İş yerinde oluşan çatışmaların önemli kaynaklarından biri olarak delegasyon sürecini görüyorum, yani iş devri… Sizin şirketinizde durum nasıl? Kişisel olarak bu konuyla ilgili neler düşünüyorsunuz?
Gördüğüm çok yaygın bir senaryo;
- Bir uzmanlık veya rolde üstün başarı göstermiş bir çalışan ekip yöneticiliğine terfi ettirilir,
- Birden bocalar, işleri devrettiğinde kendi yaptığı kalitede olmadığını görerek delege etmekten çekinir,
- İşler yığılır, operasyonel işler zamanının çoğunu almaya başlar, önceliklendirmede sıkıntılar oluşur,
- Ekip yönetimi, insanların potansiyellerinin ortaya çıkarılması, geliştirilmesi gibi ekip yöneticisi görevlerine yeteri kadar zaman kalmaz, bire bir toplantılar “daha acil” işlerden dolayı iptal edilmeye başlanır,
- Delege etmeye başlaması gerektiğini fark eder, başlar ve fakat “kontrol” ve “iş kalitesi” kaygıları işi “tamamı ile” devretmesini engeller.
- İşi devrettiği arkadaşının işi “beceremediğine” kanaat getiren ekip yöneticisi, işin “geri kalanını” yapmaya devam eder, böylece iş devri yapılamaz. Ekip üyesi arkadaşımız da işi tam öğrenemez, bu döngü böyle sürer.
Peki bir de olumlu taraftan bakarsak, delegasyon neden bu kadar önemli ve kritik?
Delegasyon;
- iş sorumluluğunun devrini gerektirir ve bu da sahiplenmeyi ve bağlılığı artırır.
- işin tecrübe ve içerik aktarımıyla farklı çalışanlar tarafından öğrenilmesini sağlar.
- ekip yöneticilerinin zamanlarını daha stratejik kullanmalarına olanak verir.
- ekip yöneticisi ile ekibi arasındaki güveni artırır.
- ekip yöneticisi ve ekip arasında net, beklentilerin ifade edildiği ve daha keskin diyalogların oluşmasını sağlar.
- Eğer ekip yöneticisi “işi” değil de “sonucu” delege etmeyi öğrenmiş ve uygulayabiliyorsa delegasyon “farklı iş yapma” biçimlerinin de ortaya çıkmasını sağlayabilir.
İş düzenimizdeki akıcılığın içinde çoğu kez ekip yöneticileri olarak zamanımızın ne kadarının “operasyon” içinde, ne kadarının “stratejik” işlerle geçtiğini göremiyor olabiliriz.
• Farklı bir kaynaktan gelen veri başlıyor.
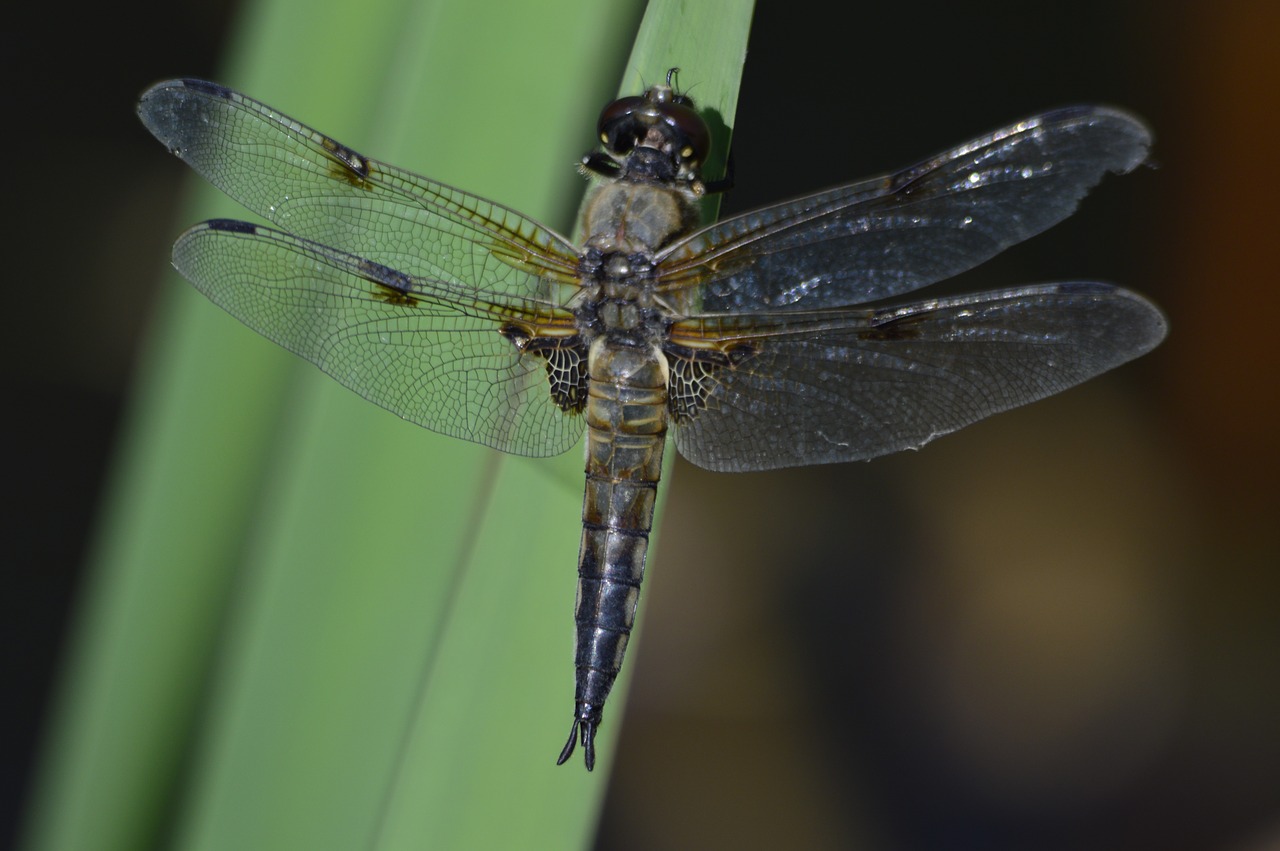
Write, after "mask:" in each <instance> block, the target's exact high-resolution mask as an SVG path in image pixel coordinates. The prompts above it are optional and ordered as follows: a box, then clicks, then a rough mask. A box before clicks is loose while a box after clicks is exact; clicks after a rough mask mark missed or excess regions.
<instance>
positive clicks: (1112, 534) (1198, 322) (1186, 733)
mask: <svg viewBox="0 0 1280 851" xmlns="http://www.w3.org/2000/svg"><path fill="white" fill-rule="evenodd" d="M236 12H237V10H236V6H234V4H224V3H205V4H198V5H196V4H179V5H177V6H174V5H161V4H147V3H141V4H134V5H132V6H131V8H128V9H120V8H106V6H96V8H93V9H90V10H87V12H84V13H83V14H84V15H87V18H86V19H84V20H82V22H81V23H82V24H83V26H78V27H77V28H76V29H74V31H69V29H68V28H67V27H65V26H64V22H59V20H55V19H52V18H50V17H42V15H44V13H45V10H44V9H41V8H36V6H32V5H31V4H27V5H24V6H22V8H20V9H19V10H14V12H12V13H10V15H31V17H32V18H31V19H28V20H20V19H15V20H13V22H12V23H10V24H9V26H6V28H5V32H4V36H3V38H4V42H3V47H4V50H3V51H0V55H3V61H4V63H6V65H9V67H8V68H6V78H8V79H9V81H10V86H9V88H8V99H9V104H8V106H9V109H8V114H9V116H10V119H9V123H8V125H9V127H10V131H9V133H8V137H9V139H10V142H9V150H10V164H12V165H10V170H9V171H10V183H9V187H10V188H9V205H8V209H9V224H8V232H9V233H10V234H12V237H10V239H9V241H8V244H9V256H10V264H12V266H15V267H12V271H10V275H9V278H8V279H9V296H8V306H9V307H8V316H9V322H8V324H6V331H5V335H4V340H3V344H4V347H5V353H4V358H3V361H0V362H3V365H4V366H3V369H4V374H3V376H0V380H3V381H4V389H5V394H6V397H8V398H10V403H9V406H6V407H8V411H9V415H8V416H5V417H4V418H3V425H4V429H5V431H4V438H3V439H4V445H5V447H8V450H6V467H8V470H9V475H8V480H9V481H10V482H12V484H10V488H9V493H10V507H9V509H8V511H6V512H5V514H4V523H5V527H6V531H5V541H6V550H5V552H6V554H8V558H6V559H5V563H6V566H8V568H9V569H8V571H6V584H8V591H6V594H5V595H4V604H5V610H4V618H3V628H4V631H5V633H4V635H3V639H0V640H3V644H4V646H5V648H6V653H5V654H4V662H5V671H4V672H3V673H4V681H5V683H6V690H5V691H6V697H5V712H6V718H5V727H4V747H5V751H4V754H3V755H0V764H3V765H4V769H3V775H0V779H3V782H4V790H3V801H4V805H5V810H4V816H5V824H4V825H3V827H4V828H5V834H0V836H9V834H12V832H13V829H14V824H15V819H17V815H18V813H19V809H20V806H22V801H23V797H22V796H23V793H24V790H26V783H27V781H28V778H29V770H31V765H32V761H33V759H35V755H36V751H35V749H36V744H37V742H38V735H40V732H41V722H42V720H44V719H45V717H46V712H47V700H49V696H50V688H51V686H52V683H54V677H55V673H56V664H58V659H59V653H60V651H61V650H63V648H64V642H65V640H67V637H68V618H69V616H70V614H72V610H73V604H74V600H76V594H77V589H78V582H79V581H81V578H82V575H81V567H82V559H83V555H84V552H86V543H87V540H86V536H87V534H88V531H90V529H91V523H92V521H93V516H95V511H96V509H97V499H99V497H100V489H101V486H102V484H104V476H105V473H106V470H108V463H109V459H110V453H111V448H113V443H114V439H115V436H116V434H118V433H116V429H118V424H119V417H120V415H122V412H123V411H124V406H125V404H127V399H128V394H129V375H131V371H132V367H133V362H134V358H136V356H137V354H138V351H140V344H141V340H142V339H143V337H145V334H146V333H147V320H148V317H150V316H151V311H152V305H154V303H155V299H156V298H157V287H159V279H157V270H159V269H160V267H161V266H163V258H164V257H166V256H168V246H169V243H170V242H172V239H173V237H174V234H175V233H177V232H178V228H175V227H170V224H172V214H173V210H174V209H175V205H177V201H178V197H179V191H180V188H182V186H180V184H179V183H175V182H174V179H173V174H174V169H173V163H172V161H170V160H169V159H168V157H165V156H164V155H163V151H161V150H160V148H159V147H157V146H156V145H155V142H154V139H151V137H150V136H148V134H147V133H146V132H145V131H143V129H142V128H141V125H140V124H138V123H137V119H136V116H134V113H133V102H134V100H136V97H137V95H138V93H140V92H141V91H142V88H143V87H146V86H147V84H148V83H151V82H154V81H156V79H159V78H163V77H168V76H175V74H183V76H204V77H216V70H218V55H219V49H220V44H221V38H223V36H224V32H225V29H227V27H228V24H229V23H230V22H232V19H233V17H234V14H236ZM1276 44H1280V8H1276V6H1275V5H1274V4H1270V3H1263V1H1261V0H1258V1H1254V3H1247V1H1238V3H1221V4H1212V5H1210V4H1161V3H1155V1H1152V0H1130V1H1124V3H1114V1H1112V3H1102V1H1100V0H1085V1H1082V3H1075V4H1071V5H1070V6H1066V5H1062V6H1056V5H1052V6H1050V5H1038V6H1029V5H1028V4H1014V3H998V1H997V3H986V4H980V5H977V6H975V5H972V4H964V5H961V4H942V3H937V4H928V3H927V4H836V3H823V1H820V0H790V1H788V3H778V1H777V0H763V1H762V3H760V4H759V5H758V8H756V14H755V22H754V26H753V37H751V44H750V51H749V56H748V64H746V69H745V76H744V82H742V95H741V102H740V109H739V113H737V118H736V122H735V128H733V129H735V136H733V148H735V159H736V169H737V187H736V189H735V191H733V192H732V193H731V195H730V196H728V198H727V201H726V206H724V212H735V211H742V210H746V209H750V207H754V206H759V205H762V203H767V202H771V201H777V200H781V198H785V197H788V196H792V195H799V193H803V192H808V191H812V189H818V188H822V187H826V186H831V184H836V183H841V182H847V180H852V179H856V178H861V177H867V175H870V174H876V173H881V171H886V170H890V169H893V168H897V166H902V165H906V164H910V163H914V161H916V160H919V159H922V157H924V156H927V155H931V154H934V152H937V151H940V150H942V148H946V147H948V146H951V145H955V143H959V142H961V141H964V139H968V138H970V137H974V136H977V134H980V133H984V132H987V131H991V129H993V128H996V127H1000V125H1004V124H1006V123H1009V122H1010V120H1014V119H1016V118H1021V116H1025V115H1028V114H1032V113H1036V111H1041V110H1043V109H1046V107H1051V106H1057V105H1062V104H1070V102H1108V104H1116V105H1123V106H1125V107H1126V109H1130V110H1133V111H1134V113H1137V114H1139V115H1142V116H1143V118H1144V119H1146V120H1148V122H1149V124H1151V125H1152V128H1153V131H1155V136H1156V145H1155V148H1153V155H1152V161H1153V165H1155V166H1156V168H1144V169H1139V170H1138V171H1135V173H1133V174H1130V175H1126V177H1124V178H1110V179H1107V180H1105V182H1103V184H1102V186H1101V187H1100V188H1098V189H1097V191H1094V193H1093V195H1092V196H1091V197H1089V198H1088V200H1087V201H1085V202H1084V203H1083V206H1082V209H1080V211H1079V212H1078V214H1076V215H1075V216H1074V218H1073V219H1070V220H1068V221H1066V223H1064V224H1062V225H1059V227H1057V228H1055V229H1053V230H1051V232H1048V233H1046V234H1043V235H1041V237H1038V238H1036V239H1033V241H1030V242H1029V243H1027V244H1024V246H1019V247H1016V248H1014V250H1011V251H1009V252H1006V253H1005V255H1004V256H1001V257H1000V258H997V260H996V261H992V262H989V264H987V265H984V266H982V267H980V269H978V270H975V271H973V273H969V274H966V275H964V276H963V278H960V279H956V280H954V282H950V283H948V284H946V290H948V292H951V290H974V289H980V288H996V287H1005V285H1012V284H1018V283H1034V282H1044V280H1073V279H1075V280H1091V279H1094V280H1108V282H1114V283H1120V284H1124V285H1125V287H1129V288H1133V289H1135V290H1139V292H1142V293H1144V294H1147V296H1149V297H1151V298H1153V299H1155V301H1156V302H1157V303H1160V305H1161V306H1162V308H1164V310H1165V311H1166V314H1167V316H1169V319H1170V326H1171V330H1170V337H1169V339H1167V340H1166V343H1165V344H1164V346H1161V347H1160V348H1158V349H1157V351H1156V352H1153V353H1152V354H1149V356H1147V357H1144V358H1142V360H1139V361H1137V362H1134V363H1132V365H1128V366H1125V367H1121V369H1120V370H1117V371H1116V372H1114V374H1110V375H1107V376H1103V378H1102V379H1098V380H1096V381H1092V383H1089V384H1087V385H1084V386H1082V388H1078V389H1074V390H1071V392H1069V393H1066V394H1062V395H1061V397H1057V398H1053V399H1048V401H1044V402H1041V403H1037V404H1034V406H1030V407H1028V408H1024V410H1021V411H1016V412H1010V413H1006V415H1002V416H998V417H996V418H993V420H989V421H987V422H983V424H980V425H977V426H973V427H970V429H968V430H965V431H961V433H959V434H956V435H951V436H948V438H946V439H943V440H940V441H937V443H933V444H931V445H928V447H927V448H925V449H923V450H920V452H918V453H905V454H902V456H896V457H891V458H884V459H878V461H874V462H872V463H865V465H864V463H858V465H845V466H833V467H820V468H809V470H794V471H783V472H774V473H768V475H763V473H762V475H739V476H730V475H713V473H707V472H703V471H699V470H696V468H692V467H691V466H689V465H684V463H680V465H677V468H676V471H675V473H673V475H672V477H671V480H669V481H668V482H666V488H667V503H666V516H664V520H663V523H662V529H660V536H659V539H658V546H657V552H655V554H654V561H653V569H652V571H650V576H649V580H648V582H646V590H645V598H644V603H643V617H644V621H643V630H641V636H640V640H639V642H637V645H636V648H635V650H634V651H632V656H631V659H630V662H628V665H631V667H632V674H634V681H632V687H631V691H630V701H628V708H627V713H626V722H625V724H623V728H622V737H621V740H620V745H618V749H617V751H616V752H614V754H612V755H611V758H609V761H611V763H612V765H609V767H605V769H607V770H612V778H611V787H609V796H608V802H607V806H605V810H604V814H603V818H602V823H600V827H599V837H598V841H596V842H598V847H600V848H666V847H672V848H675V847H778V846H783V845H786V846H788V847H806V848H847V847H867V848H937V847H948V848H955V847H975V848H977V847H982V848H1010V850H1011V848H1051V850H1055V848H1064V850H1066V848H1161V850H1176V848H1188V850H1192V848H1206V850H1207V848H1215V850H1217V848H1221V850H1254V848H1270V847H1280V723H1276V719H1277V717H1280V688H1277V683H1276V678H1277V674H1276V669H1277V665H1276V662H1277V659H1280V618H1277V617H1276V609H1277V604H1280V578H1277V573H1276V564H1280V558H1277V555H1280V553H1277V550H1280V546H1277V543H1276V535H1275V521H1274V514H1275V509H1276V507H1277V499H1276V497H1275V482H1276V479H1277V475H1280V463H1277V457H1276V456H1277V452H1280V449H1277V447H1276V443H1275V441H1274V440H1272V439H1271V436H1272V435H1271V431H1272V430H1274V422H1275V420H1276V415H1277V410H1276V408H1277V392H1276V386H1277V380H1276V376H1277V369H1276V361H1277V353H1276V347H1275V344H1274V340H1272V334H1270V333H1267V331H1265V322H1266V321H1268V319H1267V317H1270V316H1274V315H1275V314H1276V312H1277V311H1276V307H1277V305H1276V301H1277V297H1276V294H1275V293H1276V288H1275V287H1274V285H1272V279H1274V271H1272V269H1274V262H1272V261H1271V256H1270V251H1268V247H1270V246H1272V244H1274V241H1275V232H1276V225H1277V224H1280V221H1277V220H1280V216H1277V215H1276V212H1275V197H1276V193H1277V192H1276V191H1277V188H1280V174H1277V171H1280V166H1277V161H1280V160H1277V157H1276V155H1275V151H1274V148H1275V142H1276V139H1277V138H1280V132H1277V131H1280V110H1277V106H1280V104H1277V100H1280V99H1277V91H1280V84H1277V83H1280V58H1277V55H1276V51H1275V45H1276ZM317 49H321V50H340V45H321V46H317ZM460 70H461V72H463V73H465V69H460ZM532 70H534V72H535V70H536V69H532ZM609 73H611V74H613V73H614V72H613V70H609ZM532 76H534V77H535V76H536V74H535V73H534V74H532ZM681 82H682V83H684V84H686V86H689V87H690V88H691V93H692V95H694V96H695V97H696V93H698V90H696V81H687V79H682V81H681ZM73 95H74V97H73ZM589 142H590V139H589V138H584V141H582V148H584V150H585V148H586V147H588V146H589ZM576 154H577V152H576V151H570V152H568V154H567V156H572V155H576ZM566 161H568V160H567V159H566ZM407 165H411V166H413V168H416V166H417V164H407ZM564 170H566V175H564V179H566V180H573V179H576V177H575V175H573V173H572V170H571V169H568V168H566V169H564ZM166 280H168V279H166ZM170 283H172V282H170ZM567 522H573V518H570V520H568V521H567ZM554 614H556V616H559V614H562V613H561V612H557V613H554ZM0 841H3V839H0Z"/></svg>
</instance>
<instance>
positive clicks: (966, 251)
mask: <svg viewBox="0 0 1280 851" xmlns="http://www.w3.org/2000/svg"><path fill="white" fill-rule="evenodd" d="M1149 142H1151V136H1149V133H1148V131H1147V128H1146V127H1144V125H1143V124H1142V122H1139V120H1138V119H1137V118H1134V116H1132V115H1128V114H1125V113H1121V111H1117V110H1112V109H1103V107H1096V106H1080V107H1070V109H1061V110H1056V111H1052V113H1046V114H1043V115H1038V116H1036V118H1030V119H1027V120H1024V122H1019V123H1018V124H1012V125H1010V127H1006V128H1005V129H1001V131H997V132H995V133H992V134H989V136H984V137H982V138H978V139H974V141H973V142H969V143H966V145H961V146H960V147H957V148H954V150H951V151H947V152H945V154H941V155H938V156H936V157H933V159H931V160H927V161H924V163H920V164H919V165H915V166H913V168H909V169H905V170H902V171H899V173H896V174H891V175H886V177H882V178H874V179H872V180H865V182H861V183H854V184H850V186H846V187H840V188H836V189H829V191H827V192H820V193H818V195H812V196H809V197H805V198H799V200H796V201H791V202H786V203H780V205H776V206H771V207H764V209H763V210H755V211H751V212H748V214H744V215H740V216H735V218H731V219H726V220H724V221H721V223H718V224H714V225H710V227H709V228H705V229H703V230H700V232H698V233H695V234H692V235H690V237H689V238H686V239H684V241H682V242H678V243H676V244H673V246H672V247H671V248H669V250H668V251H667V252H666V253H664V255H663V256H662V257H660V258H659V262H660V269H662V279H663V288H664V289H667V290H669V292H675V293H680V292H681V290H684V293H685V294H682V296H677V297H676V299H675V301H676V303H678V305H682V306H684V307H685V308H686V310H687V312H700V311H705V312H721V311H744V310H749V311H756V310H818V308H823V307H841V306H849V305H859V303H864V302H869V301H876V299H879V298H886V297H891V296H896V294H900V293H905V292H909V290H913V289H916V288H918V287H924V285H927V284H931V283H934V282H937V280H942V279H946V278H950V276H952V275H956V274H959V273H961V271H964V270H966V269H970V267H973V266H977V265H978V264H980V262H983V261H984V260H988V258H989V257H992V256H993V255H996V253H998V252H1000V251H1002V250H1004V248H1007V247H1009V246H1011V244H1014V243H1018V242H1021V241H1023V239H1027V238H1028V237H1032V235H1034V234H1037V233H1039V232H1042V230H1044V229H1046V228H1048V227H1051V225H1053V224H1056V223H1059V221H1061V220H1062V219H1065V218H1066V216H1069V215H1071V212H1073V211H1074V210H1075V207H1076V203H1078V202H1079V200H1080V198H1082V197H1084V195H1085V193H1087V192H1088V191H1089V189H1091V188H1092V187H1093V186H1096V184H1097V183H1098V180H1101V179H1102V175H1103V174H1106V173H1107V171H1117V173H1123V171H1128V170H1130V169H1133V168H1134V166H1137V165H1138V164H1139V163H1142V161H1143V159H1144V157H1146V154H1147V147H1148V145H1149ZM699 288H700V290H699Z"/></svg>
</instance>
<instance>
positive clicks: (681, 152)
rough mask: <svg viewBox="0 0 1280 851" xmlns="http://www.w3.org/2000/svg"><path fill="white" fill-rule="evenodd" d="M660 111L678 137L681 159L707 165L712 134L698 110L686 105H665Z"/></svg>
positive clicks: (710, 146) (666, 104)
mask: <svg viewBox="0 0 1280 851" xmlns="http://www.w3.org/2000/svg"><path fill="white" fill-rule="evenodd" d="M660 109H662V114H663V118H664V119H666V123H667V125H669V127H671V128H672V129H673V131H675V132H676V133H677V136H678V141H680V156H681V159H685V160H692V161H694V163H705V161H707V154H708V152H709V151H710V147H712V132H710V129H709V128H708V127H707V122H704V120H703V116H701V115H699V114H698V110H695V109H694V107H692V106H686V105H685V104H663V105H662V107H660ZM686 151H687V154H686Z"/></svg>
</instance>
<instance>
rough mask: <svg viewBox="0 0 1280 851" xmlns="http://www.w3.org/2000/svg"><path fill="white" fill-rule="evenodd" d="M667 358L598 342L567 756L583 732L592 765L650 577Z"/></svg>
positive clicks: (589, 421) (588, 437) (665, 411)
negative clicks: (643, 596)
mask: <svg viewBox="0 0 1280 851" xmlns="http://www.w3.org/2000/svg"><path fill="white" fill-rule="evenodd" d="M667 376H668V372H667V362H666V358H664V357H663V354H662V353H660V351H659V349H658V348H657V347H635V346H630V344H622V343H616V342H613V340H611V339H609V338H608V337H602V338H598V339H596V340H595V343H594V344H593V347H591V357H590V378H589V381H588V399H586V410H585V416H586V493H585V495H584V499H582V545H581V548H580V550H579V559H577V601H576V605H575V622H576V624H577V635H576V639H577V641H576V649H575V665H576V683H575V695H573V703H575V713H573V728H572V729H571V731H570V740H568V744H566V745H564V750H563V751H562V752H561V758H559V761H561V763H563V761H564V760H567V759H568V756H570V755H571V754H572V752H573V746H575V744H576V740H577V737H579V731H581V741H582V747H584V749H585V751H586V754H585V756H586V767H588V768H589V769H590V768H591V765H593V764H594V761H595V745H594V737H595V729H596V727H599V724H600V717H602V713H603V709H604V701H605V700H607V699H608V696H609V690H611V688H613V681H614V680H616V678H617V676H618V671H620V669H621V668H622V658H623V655H625V654H626V649H627V640H628V637H630V635H631V628H632V626H634V624H635V613H636V603H637V601H639V599H640V582H641V581H643V580H644V563H645V555H646V553H648V549H649V530H650V529H652V527H653V509H654V502H655V499H657V495H658V480H659V477H660V476H662V452H663V444H664V441H666V438H667Z"/></svg>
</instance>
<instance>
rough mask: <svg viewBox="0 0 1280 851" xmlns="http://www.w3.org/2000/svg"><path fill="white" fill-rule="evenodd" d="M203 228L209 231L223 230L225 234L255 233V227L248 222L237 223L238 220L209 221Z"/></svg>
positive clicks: (217, 219) (205, 224) (247, 221)
mask: <svg viewBox="0 0 1280 851" xmlns="http://www.w3.org/2000/svg"><path fill="white" fill-rule="evenodd" d="M205 227H206V228H209V229H210V230H225V232H227V233H244V234H252V233H257V225H255V224H252V223H250V221H239V220H238V219H210V220H209V221H206V223H205Z"/></svg>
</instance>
Ve çoğu kez ne yazık ki “aciliyet” işlerin belli ellerde sıkışmasına sebep oluyor olabilir. Gördüğüm ve danışmanlık verdiğim IT sektörünün bilinen firmalarında direktör ve iş sahibi seviyesindeki liderlerin “ellerinin” halen işin içinde olduğuna şahit oldum. Delegasyon bu sorunun çözümüne katkı sağlayabilir.
Peki delegasyonun yapılış biçimine ve adımlarına gelirsek, bu yazıda 7 adımda delegasyon sürecini özetlemek isterim.
Neyi Delege Edeceksiniz?
Ekip yöneticisi olarak sizin operasyondan yönetime geçeceğiniz işleri ve projeleri delege edebilirsiniz. Kaliteli delegasyonu başardıkça daha sürdürülebilir, daha yedeklenmiş ve tek kişiye mecbur olmadığınız ekipleri yaratma şansınız da artacaktır.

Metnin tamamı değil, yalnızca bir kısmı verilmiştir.